Das Kuratorenduo der Ausstellung „Unknown Familiars“ im Leopold Museum hatte also ein schwieriges Territorium zu beackern: Denn die „Vienna Insurance Group“, die auch ein langfristiger Sponsor des Museums ist, umfasst nicht nur eine Firmensammlung, sondern vier – die Gesellschaften in Österreich, Tschechien, Serbien und Lettland haben jeweils eigene Bestände angehäuft, mit verschiedenen Schwerpunkten und einer mal längeren, mal kürzeren Historie. Und wenngleich ein paar Aushängeschilder dabei sind – Oskar Kokoschkas politkritisches Hauptwerk „Anschluss – Alice im Wunderland“ von 1942 hing schon zuvor als Dauerleihgabe in der Schausammlung – so besteht der Großteil der Werkauswahl doch aus weniger bekannten, fürs hiesige Publikum teils auch obskuren Namen.
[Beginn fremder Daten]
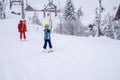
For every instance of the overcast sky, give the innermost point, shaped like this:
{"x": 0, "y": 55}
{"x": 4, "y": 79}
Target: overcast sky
{"x": 88, "y": 6}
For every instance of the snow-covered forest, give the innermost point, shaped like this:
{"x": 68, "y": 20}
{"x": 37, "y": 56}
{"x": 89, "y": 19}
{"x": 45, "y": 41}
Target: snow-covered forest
{"x": 85, "y": 35}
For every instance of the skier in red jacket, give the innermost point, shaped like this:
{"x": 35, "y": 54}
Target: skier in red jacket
{"x": 22, "y": 28}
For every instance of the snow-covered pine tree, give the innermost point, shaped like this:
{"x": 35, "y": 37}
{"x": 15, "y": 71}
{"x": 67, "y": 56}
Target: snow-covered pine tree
{"x": 108, "y": 24}
{"x": 69, "y": 11}
{"x": 99, "y": 11}
{"x": 69, "y": 18}
{"x": 80, "y": 13}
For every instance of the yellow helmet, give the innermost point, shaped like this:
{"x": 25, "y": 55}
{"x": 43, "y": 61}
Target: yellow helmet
{"x": 46, "y": 25}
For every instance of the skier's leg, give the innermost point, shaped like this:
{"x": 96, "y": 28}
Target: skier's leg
{"x": 50, "y": 45}
{"x": 21, "y": 35}
{"x": 45, "y": 44}
{"x": 24, "y": 35}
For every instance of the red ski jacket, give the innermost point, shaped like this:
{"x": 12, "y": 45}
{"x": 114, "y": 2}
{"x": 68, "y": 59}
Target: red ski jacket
{"x": 22, "y": 27}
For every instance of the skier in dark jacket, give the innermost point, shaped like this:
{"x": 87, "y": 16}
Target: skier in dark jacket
{"x": 47, "y": 38}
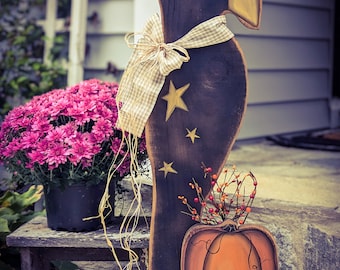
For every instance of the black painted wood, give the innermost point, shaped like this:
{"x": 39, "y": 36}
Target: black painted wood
{"x": 216, "y": 102}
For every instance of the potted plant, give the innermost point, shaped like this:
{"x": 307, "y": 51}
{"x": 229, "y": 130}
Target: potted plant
{"x": 66, "y": 140}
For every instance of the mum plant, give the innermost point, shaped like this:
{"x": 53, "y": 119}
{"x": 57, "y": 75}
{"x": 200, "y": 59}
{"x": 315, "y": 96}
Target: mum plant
{"x": 66, "y": 136}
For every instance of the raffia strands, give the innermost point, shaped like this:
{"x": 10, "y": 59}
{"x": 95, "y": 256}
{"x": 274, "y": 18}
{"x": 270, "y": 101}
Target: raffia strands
{"x": 151, "y": 61}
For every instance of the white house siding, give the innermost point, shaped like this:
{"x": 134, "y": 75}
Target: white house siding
{"x": 290, "y": 67}
{"x": 289, "y": 59}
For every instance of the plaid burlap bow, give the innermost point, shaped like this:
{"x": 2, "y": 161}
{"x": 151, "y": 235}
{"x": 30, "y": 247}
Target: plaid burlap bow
{"x": 152, "y": 60}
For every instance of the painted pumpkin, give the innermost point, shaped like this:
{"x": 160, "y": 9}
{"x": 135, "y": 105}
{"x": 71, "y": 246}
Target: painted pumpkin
{"x": 224, "y": 246}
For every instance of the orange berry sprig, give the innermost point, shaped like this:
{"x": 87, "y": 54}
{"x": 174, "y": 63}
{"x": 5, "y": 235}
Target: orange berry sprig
{"x": 220, "y": 203}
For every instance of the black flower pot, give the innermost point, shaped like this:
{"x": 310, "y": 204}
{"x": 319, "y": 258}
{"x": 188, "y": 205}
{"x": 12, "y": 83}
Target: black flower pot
{"x": 66, "y": 208}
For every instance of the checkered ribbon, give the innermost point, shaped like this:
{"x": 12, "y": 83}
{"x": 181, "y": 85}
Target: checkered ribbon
{"x": 152, "y": 60}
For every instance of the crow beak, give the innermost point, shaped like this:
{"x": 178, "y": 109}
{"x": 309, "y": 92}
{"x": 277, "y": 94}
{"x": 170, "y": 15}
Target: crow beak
{"x": 247, "y": 11}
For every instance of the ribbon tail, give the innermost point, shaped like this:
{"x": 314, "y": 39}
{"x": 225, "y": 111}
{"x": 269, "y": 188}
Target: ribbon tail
{"x": 248, "y": 12}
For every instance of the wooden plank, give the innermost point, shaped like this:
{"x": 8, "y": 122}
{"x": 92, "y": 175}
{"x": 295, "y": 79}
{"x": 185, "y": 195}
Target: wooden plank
{"x": 113, "y": 16}
{"x": 273, "y": 119}
{"x": 104, "y": 49}
{"x": 269, "y": 53}
{"x": 288, "y": 21}
{"x": 287, "y": 85}
{"x": 76, "y": 52}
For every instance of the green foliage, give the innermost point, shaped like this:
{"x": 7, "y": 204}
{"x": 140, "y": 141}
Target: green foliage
{"x": 23, "y": 73}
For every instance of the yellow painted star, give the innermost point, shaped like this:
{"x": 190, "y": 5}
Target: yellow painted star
{"x": 174, "y": 99}
{"x": 192, "y": 135}
{"x": 167, "y": 168}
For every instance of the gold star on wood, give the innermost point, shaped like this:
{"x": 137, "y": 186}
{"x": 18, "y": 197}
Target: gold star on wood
{"x": 174, "y": 99}
{"x": 192, "y": 135}
{"x": 167, "y": 168}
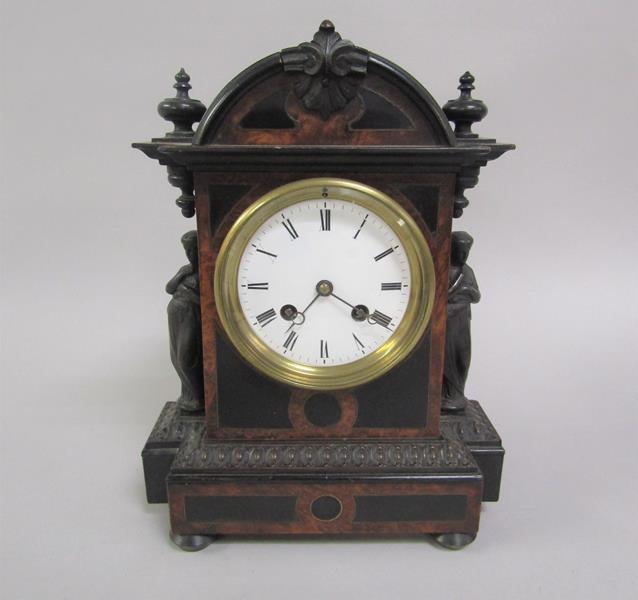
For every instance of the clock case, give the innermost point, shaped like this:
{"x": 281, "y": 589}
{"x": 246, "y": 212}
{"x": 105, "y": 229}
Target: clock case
{"x": 267, "y": 458}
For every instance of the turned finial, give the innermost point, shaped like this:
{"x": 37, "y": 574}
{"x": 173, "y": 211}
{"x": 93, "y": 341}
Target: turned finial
{"x": 182, "y": 110}
{"x": 465, "y": 110}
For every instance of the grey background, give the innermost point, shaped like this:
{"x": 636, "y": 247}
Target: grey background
{"x": 90, "y": 235}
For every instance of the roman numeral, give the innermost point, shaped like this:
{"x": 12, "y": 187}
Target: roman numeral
{"x": 267, "y": 317}
{"x": 264, "y": 251}
{"x": 359, "y": 343}
{"x": 380, "y": 318}
{"x": 325, "y": 219}
{"x": 385, "y": 253}
{"x": 360, "y": 227}
{"x": 291, "y": 340}
{"x": 290, "y": 228}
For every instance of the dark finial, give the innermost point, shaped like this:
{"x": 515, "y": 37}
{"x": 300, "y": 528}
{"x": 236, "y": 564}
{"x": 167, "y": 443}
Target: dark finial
{"x": 182, "y": 111}
{"x": 465, "y": 110}
{"x": 327, "y": 25}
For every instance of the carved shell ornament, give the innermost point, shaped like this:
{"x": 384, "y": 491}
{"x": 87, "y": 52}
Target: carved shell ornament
{"x": 331, "y": 70}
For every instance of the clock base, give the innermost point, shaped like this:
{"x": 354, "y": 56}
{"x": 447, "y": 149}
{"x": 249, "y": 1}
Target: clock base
{"x": 323, "y": 488}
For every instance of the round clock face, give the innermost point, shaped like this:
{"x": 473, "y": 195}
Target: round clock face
{"x": 324, "y": 284}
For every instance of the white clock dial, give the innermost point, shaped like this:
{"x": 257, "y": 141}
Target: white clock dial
{"x": 324, "y": 282}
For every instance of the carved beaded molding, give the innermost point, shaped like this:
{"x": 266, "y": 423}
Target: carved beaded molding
{"x": 441, "y": 455}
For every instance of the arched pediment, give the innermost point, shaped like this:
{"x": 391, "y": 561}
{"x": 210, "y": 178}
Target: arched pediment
{"x": 324, "y": 92}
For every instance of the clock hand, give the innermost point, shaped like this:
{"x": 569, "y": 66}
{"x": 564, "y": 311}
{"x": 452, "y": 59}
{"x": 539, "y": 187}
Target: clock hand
{"x": 302, "y": 314}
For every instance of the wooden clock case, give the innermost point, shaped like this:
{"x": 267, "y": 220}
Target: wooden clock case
{"x": 266, "y": 458}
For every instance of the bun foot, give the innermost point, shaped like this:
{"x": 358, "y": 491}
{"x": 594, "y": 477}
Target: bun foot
{"x": 192, "y": 543}
{"x": 454, "y": 541}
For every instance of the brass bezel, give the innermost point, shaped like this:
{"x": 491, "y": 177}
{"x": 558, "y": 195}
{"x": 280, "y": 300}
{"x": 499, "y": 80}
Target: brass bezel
{"x": 331, "y": 377}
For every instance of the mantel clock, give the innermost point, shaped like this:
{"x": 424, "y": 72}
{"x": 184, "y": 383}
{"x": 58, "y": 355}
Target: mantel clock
{"x": 321, "y": 328}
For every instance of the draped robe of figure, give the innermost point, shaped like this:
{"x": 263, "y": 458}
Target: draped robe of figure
{"x": 185, "y": 331}
{"x": 463, "y": 291}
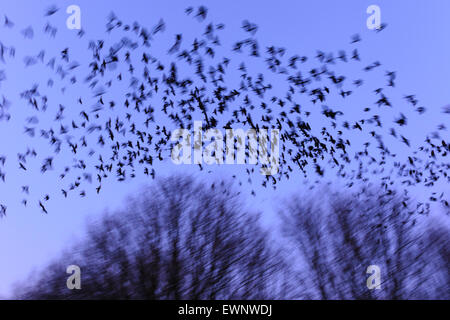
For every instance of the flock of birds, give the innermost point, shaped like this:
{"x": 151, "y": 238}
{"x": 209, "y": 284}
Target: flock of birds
{"x": 124, "y": 128}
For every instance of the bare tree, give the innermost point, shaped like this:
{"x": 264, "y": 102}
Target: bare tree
{"x": 178, "y": 240}
{"x": 341, "y": 235}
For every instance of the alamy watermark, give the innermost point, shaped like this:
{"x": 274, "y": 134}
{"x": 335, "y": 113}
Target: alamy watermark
{"x": 256, "y": 148}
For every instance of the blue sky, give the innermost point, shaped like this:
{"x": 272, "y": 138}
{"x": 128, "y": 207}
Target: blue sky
{"x": 415, "y": 44}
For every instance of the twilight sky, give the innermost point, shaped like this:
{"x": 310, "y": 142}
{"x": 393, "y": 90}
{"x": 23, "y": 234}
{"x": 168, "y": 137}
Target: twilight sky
{"x": 415, "y": 45}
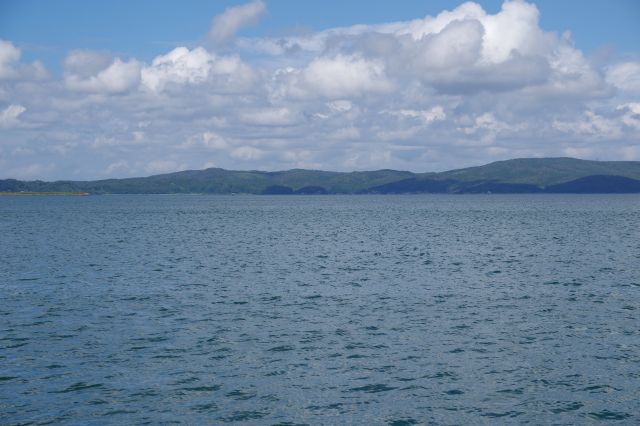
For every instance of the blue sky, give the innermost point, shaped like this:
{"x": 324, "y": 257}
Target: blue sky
{"x": 93, "y": 89}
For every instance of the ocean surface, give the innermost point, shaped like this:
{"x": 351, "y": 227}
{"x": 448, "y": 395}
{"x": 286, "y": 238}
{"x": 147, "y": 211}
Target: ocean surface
{"x": 399, "y": 310}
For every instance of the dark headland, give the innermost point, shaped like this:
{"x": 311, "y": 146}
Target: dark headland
{"x": 526, "y": 175}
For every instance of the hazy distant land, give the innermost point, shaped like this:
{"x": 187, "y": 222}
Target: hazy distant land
{"x": 532, "y": 175}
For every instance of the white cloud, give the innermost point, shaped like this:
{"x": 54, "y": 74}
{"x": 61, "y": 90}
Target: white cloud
{"x": 465, "y": 86}
{"x": 590, "y": 124}
{"x": 87, "y": 71}
{"x": 226, "y": 25}
{"x": 9, "y": 57}
{"x": 183, "y": 66}
{"x": 625, "y": 76}
{"x": 214, "y": 141}
{"x": 337, "y": 77}
{"x": 434, "y": 114}
{"x": 9, "y": 116}
{"x": 270, "y": 117}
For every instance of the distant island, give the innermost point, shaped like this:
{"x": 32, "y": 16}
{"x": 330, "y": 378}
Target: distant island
{"x": 524, "y": 175}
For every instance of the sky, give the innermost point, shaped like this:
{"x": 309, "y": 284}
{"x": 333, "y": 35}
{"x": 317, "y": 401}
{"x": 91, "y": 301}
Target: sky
{"x": 91, "y": 90}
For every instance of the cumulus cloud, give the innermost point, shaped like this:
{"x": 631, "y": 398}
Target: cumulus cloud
{"x": 182, "y": 66}
{"x": 437, "y": 92}
{"x": 88, "y": 71}
{"x": 9, "y": 57}
{"x": 9, "y": 116}
{"x": 335, "y": 77}
{"x": 625, "y": 76}
{"x": 227, "y": 24}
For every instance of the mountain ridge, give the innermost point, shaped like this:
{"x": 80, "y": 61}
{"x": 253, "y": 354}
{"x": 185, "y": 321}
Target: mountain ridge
{"x": 520, "y": 175}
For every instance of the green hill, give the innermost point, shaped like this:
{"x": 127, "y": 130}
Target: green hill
{"x": 525, "y": 175}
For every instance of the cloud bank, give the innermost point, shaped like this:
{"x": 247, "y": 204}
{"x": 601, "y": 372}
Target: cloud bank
{"x": 460, "y": 88}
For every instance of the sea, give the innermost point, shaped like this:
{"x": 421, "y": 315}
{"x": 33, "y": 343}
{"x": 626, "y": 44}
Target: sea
{"x": 320, "y": 310}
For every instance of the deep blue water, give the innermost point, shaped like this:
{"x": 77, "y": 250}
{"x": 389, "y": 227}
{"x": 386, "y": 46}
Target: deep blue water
{"x": 320, "y": 310}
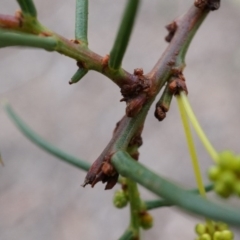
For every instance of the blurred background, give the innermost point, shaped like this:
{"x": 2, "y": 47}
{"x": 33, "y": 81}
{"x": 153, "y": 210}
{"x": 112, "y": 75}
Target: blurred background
{"x": 40, "y": 196}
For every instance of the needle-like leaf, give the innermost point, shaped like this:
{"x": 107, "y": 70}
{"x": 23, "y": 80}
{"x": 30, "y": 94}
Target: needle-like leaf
{"x": 32, "y": 136}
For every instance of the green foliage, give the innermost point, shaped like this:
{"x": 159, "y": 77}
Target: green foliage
{"x": 139, "y": 91}
{"x": 225, "y": 174}
{"x": 27, "y": 7}
{"x": 220, "y": 232}
{"x": 123, "y": 35}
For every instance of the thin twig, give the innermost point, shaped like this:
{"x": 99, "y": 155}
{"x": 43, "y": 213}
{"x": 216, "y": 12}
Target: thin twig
{"x": 127, "y": 167}
{"x": 123, "y": 35}
{"x": 81, "y": 22}
{"x": 153, "y": 204}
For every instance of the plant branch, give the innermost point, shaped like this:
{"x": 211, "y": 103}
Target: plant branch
{"x": 28, "y": 7}
{"x": 127, "y": 128}
{"x": 123, "y": 35}
{"x": 73, "y": 49}
{"x": 153, "y": 204}
{"x": 127, "y": 167}
{"x": 40, "y": 142}
{"x": 127, "y": 235}
{"x": 135, "y": 206}
{"x": 191, "y": 147}
{"x": 8, "y": 38}
{"x": 81, "y": 22}
{"x": 212, "y": 152}
{"x": 172, "y": 61}
{"x": 79, "y": 74}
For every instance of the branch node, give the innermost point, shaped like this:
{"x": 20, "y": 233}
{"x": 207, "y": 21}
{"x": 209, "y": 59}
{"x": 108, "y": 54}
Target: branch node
{"x": 207, "y": 4}
{"x": 178, "y": 85}
{"x": 172, "y": 27}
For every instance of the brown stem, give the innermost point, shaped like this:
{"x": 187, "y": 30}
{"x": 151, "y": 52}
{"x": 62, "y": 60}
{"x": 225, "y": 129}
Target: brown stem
{"x": 169, "y": 65}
Dank einer gewitzten Ausstellungsarchitektur und einem klugen Arrangement ist die Sammlungsschau im Untergeschoß des Leopold Museums dennoch eine anregende, erhellende Sache. Philippe Batka und Vanessa Joan Müller setzten dafür in den einzelnen Räumen jeweils zeithistorische und geografische Schwerpunkte, die immer wieder durchbrochen werden. Ein wesentlicher Mitspieler ist die von Robert Müller gestaltete Architektur, die durch ein kreatives Arrangement von Stellwänden, Paletten und Podesten sowohl lange Durchblicke wie auch Nischen zur konzentrierten Betrachtung erlaubt.
So wird das früheste gezeigte Werk, ein Damenbildnis des Tschechen Vojtech Hynais von 1900, zu Beginn mit einem Akt von Oswald Oberhuber in Dialog gesetzt. Der einstige Angewandte-Rektor, der die „Permanente Veränderung“ zu seinem Prinzip machte, ist überhaupt ein häufiger Gast, sieht sich an anderem Ort einer Klimt-Zeichnung gegenüber oder gesellt sich mit einem Gobelin zum erwähnten Kokoschka-Hauptwerk dazu.
Wenn auch der Fokus der Sammlungen nicht eindeutig auf einen einzelnen Fokuspunkt zuläuft, so lässt sich doch die Dynamik der Akteure am Sattelpunkt von Ost- und Westeuropa erspüren.
Aus Tschechien kommt viel Auseinandersetzung mit dem Kubismus und Surrealismus, aus Serbien viel Konzeptkunst der 1970er Jahre – die lettische Sammlung bringt als jüngster Bestandteil u. a. Werke der Keramikkünstlerin Kris Lemsalu ein, die wiederum in Wien studierte und somit den Kreis zur hiesigen „Next Generation“ schließt: Mit Judith Fegerl, Sarah Pichlkostner oder Barbara Kapusta, die die Wand im Atrium mit einem großen, flammenden Wandbild ausstattete, sind hier viele Künstlerinnen aktiv, die viel Material- und Geschichtsbewusstsein an den Tag legen und dabei neue Akzente setzen.
Als Entdeckungsreise funktioniert die Schau jedenfalls – womöglich legt sie gar jene Niedrigschwelligkeit an den Tag, die sich so viele wünschen: Den Anspruch auf Kenntnis aller Künstlernamen oder Konzepte kann man nämlich getrost vorab an der Garderobe abgeben.